10 Nov Scout Project plans online library portal with $2.6 million grant
Madison, Wis. — The University of Wisconsin-Madison’s Internet Scout Project will use a recent $2.6 million grant to develop a program that will provide community and technical college educators access to the National Science Digital Library.
“NSDL is a concept that the National Science Foundation came up with to create a huge digital library of STEM — science, technology, engineering, and mathematics — resources. There have been a number of projects started and funded by the NSF to establish this library,” said Rachael Bower, co-director of the Internet Scout Project.
Pathways is one such program that the NSF funds in order to provide resources for the instructors, students, and other users that benefit from the digital library. The Internet Scout Project, one of four recipients of NSF grants, will develop the Applied Mathematics and Science Education Repository as its Pathways project.

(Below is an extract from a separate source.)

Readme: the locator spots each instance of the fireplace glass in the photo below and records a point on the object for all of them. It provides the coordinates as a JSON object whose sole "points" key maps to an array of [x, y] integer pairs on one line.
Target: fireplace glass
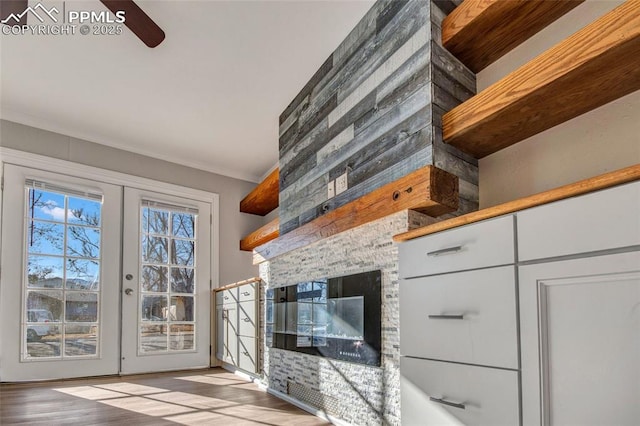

“The Pathways grants were an effort by the National Science Foundation to encourage development in areas of stewardship,” Bower said. “You pick an area of stewardship — a part of this huge project — and try to help people in that area gain as much access as possible. We decided to choose community and technical colleges, since they educate about 40 percent of undergrads in this country with only about 18 percent of the funding.”
The repository project will use the software that the Scout Project has already developed, called CWIS, to build a portal that will allow community and technical college faculty to access the digital library from anywhere. Bower said CWIS allows a simple portal to be set up in 5 to 10 minutes.

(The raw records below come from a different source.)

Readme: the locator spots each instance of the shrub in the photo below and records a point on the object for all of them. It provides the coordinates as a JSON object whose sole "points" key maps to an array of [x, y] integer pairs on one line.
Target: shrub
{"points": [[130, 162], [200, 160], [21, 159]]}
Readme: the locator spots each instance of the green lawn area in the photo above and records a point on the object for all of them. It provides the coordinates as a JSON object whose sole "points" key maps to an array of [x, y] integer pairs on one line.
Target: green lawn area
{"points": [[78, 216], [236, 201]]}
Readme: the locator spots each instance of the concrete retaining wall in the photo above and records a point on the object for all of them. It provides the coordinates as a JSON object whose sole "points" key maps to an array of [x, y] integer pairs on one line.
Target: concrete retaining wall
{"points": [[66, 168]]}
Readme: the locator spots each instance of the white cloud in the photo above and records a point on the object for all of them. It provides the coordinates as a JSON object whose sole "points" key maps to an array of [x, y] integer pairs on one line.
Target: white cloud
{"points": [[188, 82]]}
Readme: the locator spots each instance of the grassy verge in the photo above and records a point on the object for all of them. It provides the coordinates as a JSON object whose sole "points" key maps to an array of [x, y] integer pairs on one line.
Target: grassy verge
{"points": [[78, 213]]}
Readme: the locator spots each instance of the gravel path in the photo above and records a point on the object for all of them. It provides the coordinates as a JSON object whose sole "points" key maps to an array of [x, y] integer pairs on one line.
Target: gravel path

“Like regular libraries, there are materials and there are reference desks to help people use those materials” Bower said. The NSF has been collecting resources and materials for the online library, and the Pathways projects that it has funded will serve as online reference desks to all of the communities they reach.
“We’ll be building services to build weekly and monthly bulletins to help these colleges gain access to the NSDL,” Bower said. “We’ll [also] be doing some training with faculty to help them use the resources that are in the portal.”

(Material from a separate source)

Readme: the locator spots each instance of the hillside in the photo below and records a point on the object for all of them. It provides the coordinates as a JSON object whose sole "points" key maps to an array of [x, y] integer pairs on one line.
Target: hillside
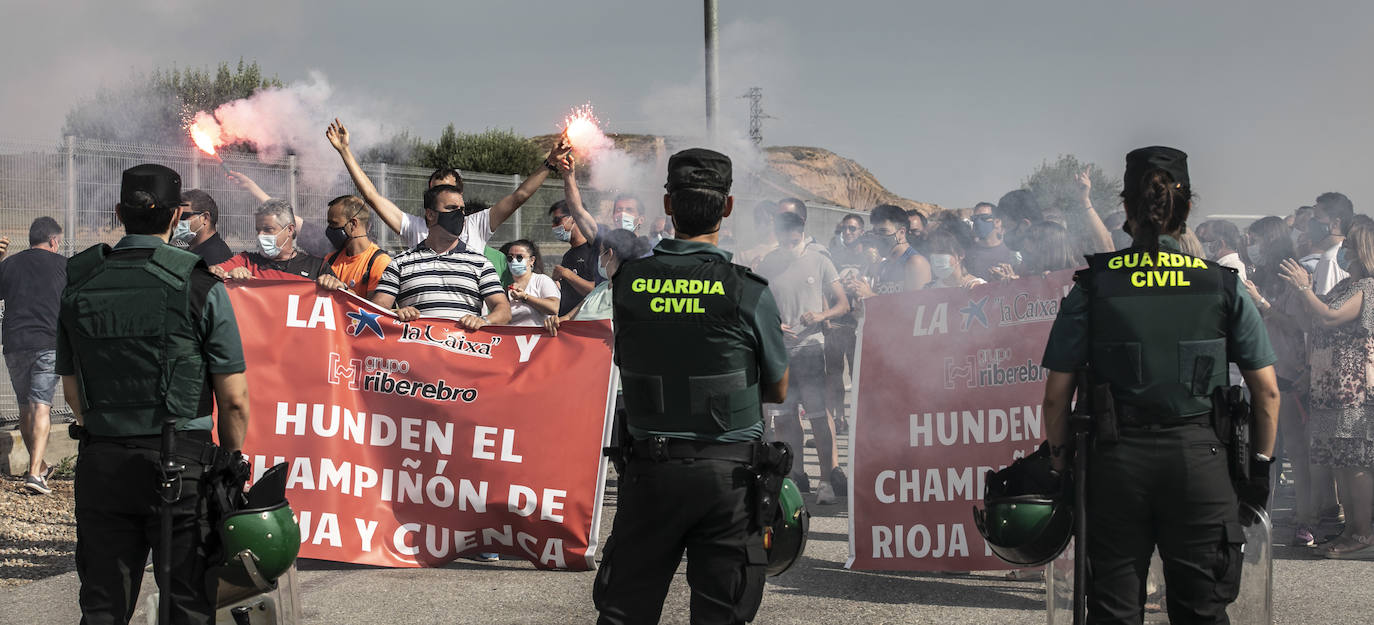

The Scout Project will use the resources that it has already developed in conjunction with its NSF grant to update the CWIS technologies.
While the repository is the specific focus of the grant, the Internet Scout Project provides other online resources that connect users with the information available in the digital library. These projects include Access NDSL, which concentrates on making the library accessible to people with disabilities, and the NDSL Scout Reports, which offer information about online resources. They run entirely on grants and donations.
“We’re always looking for future funds,” Bower said. “Some of the things we’ll continue – like the Scout Report, which always continues – but some things, as we run out of funding, we drop.”